Sur l’indemnité de préavis :

Chaque partie ayant contribué de façon égale par son comportement fautif à la rupture du contrat, X qui a pris à bon droit l’initiative de faire constater la dite rupture, ne justifie pas pour autant de son droit à un préavis et, ainsi, à une indemnité compensatrice de l’absence de préavis ; le jugement dont appel est donc confirmé en ce qu’il l’a déboutée de sa demande sur ce point.

Sur la demande indemnitaire de France Résine :

A l’instar de son adversaire, France Résine n’est pas fondée à réclamer la réparation de l’absence de préavis du fait de la rupture aux torts partagés de la convention.

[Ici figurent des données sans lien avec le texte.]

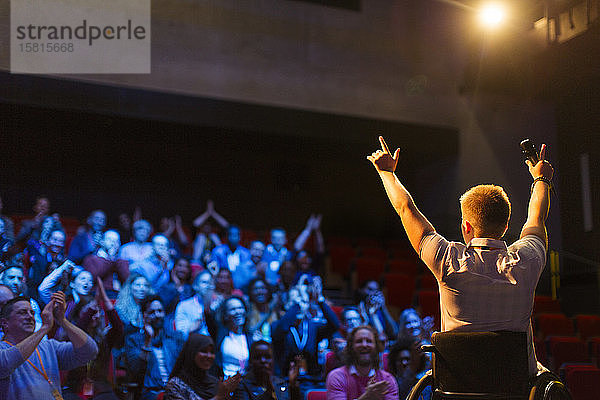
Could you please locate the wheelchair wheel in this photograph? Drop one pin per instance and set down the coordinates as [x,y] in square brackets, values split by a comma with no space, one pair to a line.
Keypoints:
[418,392]
[549,390]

Compte tenu des développements ci-dessus, l’indemnité allouée à France Résine par les premiers juges en réparation du préjudice résultant pour elle des manquements précités avérés d’X et en particulier du détournement de certains clients, démarchés alors que le contrat était toujours en cours, sera réduite à la somme de 30.000 euros, le surplus du préjudice réclamé et en particulier son imputabilité à X n’étant pas démontrés.

****

Il sera fait masse des dépens de première instance et d’appel qui seront partagés par moitié entre les parties, lesquelles, par équité, seront déboutées de leur demande indemnitaire au titre de leurs frais irrépétibles.

PAR CES MOTIFS

Statuant publiquement, contradictoirement et en dernier ressort,

CONFIRME le jugement entrepris en ce qu’il a condamné la société France Résine à payer à la société X les sommes de 873,08 euros au titre de la facture n° 108, 4.248,74 euros au titre de la facture n° 153 et 5.023,20 euros au titre de la facture n°161, et débouté la société X de sa demande paiement de la facture n°109 de 3.831,41 euros ;

L’INFIRMANT pour le surplus,

Statuant de nouveau sur les points réformés,

CONDAMNE la société France Résine à payer à la société X la somme de 2.429 euros, au titre de la facture de commissions n°160 ;

DIT que le contrat a été rompu aux torts partagés des parties ;

DIT que la société X n’a pas commis de faute grave privative d’indemnité de rupture ;

CONDAMNE la société France Résine à payer à la société X la somme de 156.022,45 euros, à titre d’indemnité de rupture ;

CONDAMNE la société X à payer à la société France Résine la somme de 30.000 euros, à titre de dommages intérêts ;

REJETTE toutes autres demandes ;

FAIT masse des dépens et dit qu’ils seront partagés par moitié entre les parties, dont distraction au profit de la SCP Guizard et Associés et Maître Laurence Defontaine, avocats, en application de l’article 699 du code de procédure civile.